Financial advisors used to believe in a balanced portfolio between bonds and stocks.

Central banks changed all that.

Breaking Traditions

We’re taught that stocks and bonds tend to move in opposite directions.

Money flows into stocks and out of safety plays like US Treasuries and the US Dollar when they want risk.

The opposite occurs when they’re fearful.

Typically, this leads the two to have a negative correlation.

Correlations are measured on a scale from -1 to +1, where -1 means they trade perfectly in opposite directions, +1 perfectly in the same direction, and 0 they trade independent of one another.

Here’s a chart of that correlation between the SPY and TLT ETFs over the last 120 days.

What you’ll notice is that the correlation has been trending more and more towards zero.
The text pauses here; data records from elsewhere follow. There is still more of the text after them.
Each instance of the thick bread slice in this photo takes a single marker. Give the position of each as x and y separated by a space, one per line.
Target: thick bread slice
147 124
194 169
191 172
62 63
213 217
In fact, during the summer last year, the correlation was actually positive!

For long-term investors, this is a problem.

The negative correlation lets part of their portfolio rise when the other falls.

When that breaks down, they carry more risk.

Bonds Suck Big Time

For years, bonds outperformed their historical averages for two reasons.

First, the Federal Reserve purchased Treasuries outright as well as kept rates low.

Second, other central banks made their yields so unattractive, it made US treasuries the best choice out there.

The unprecedented Fed actions in 2020 sent treasuries to some of their highest levels in history.

With the Fed winding down its bond purchase program and set to raise rates, the upside potential is extremely limited with the downside quite large.

That’s why we’re seeing both bonds and stocks often sell-off at the same time.

The Bottom: Treasuries aren’t good investments these days. 

Instead, we prefer cash for safety or shorter duration treasuries to limit risk, such as 1-36 months (SHY).

Commodities (GSG) are also a good place for safety, especially with inflation rearing its ugly head.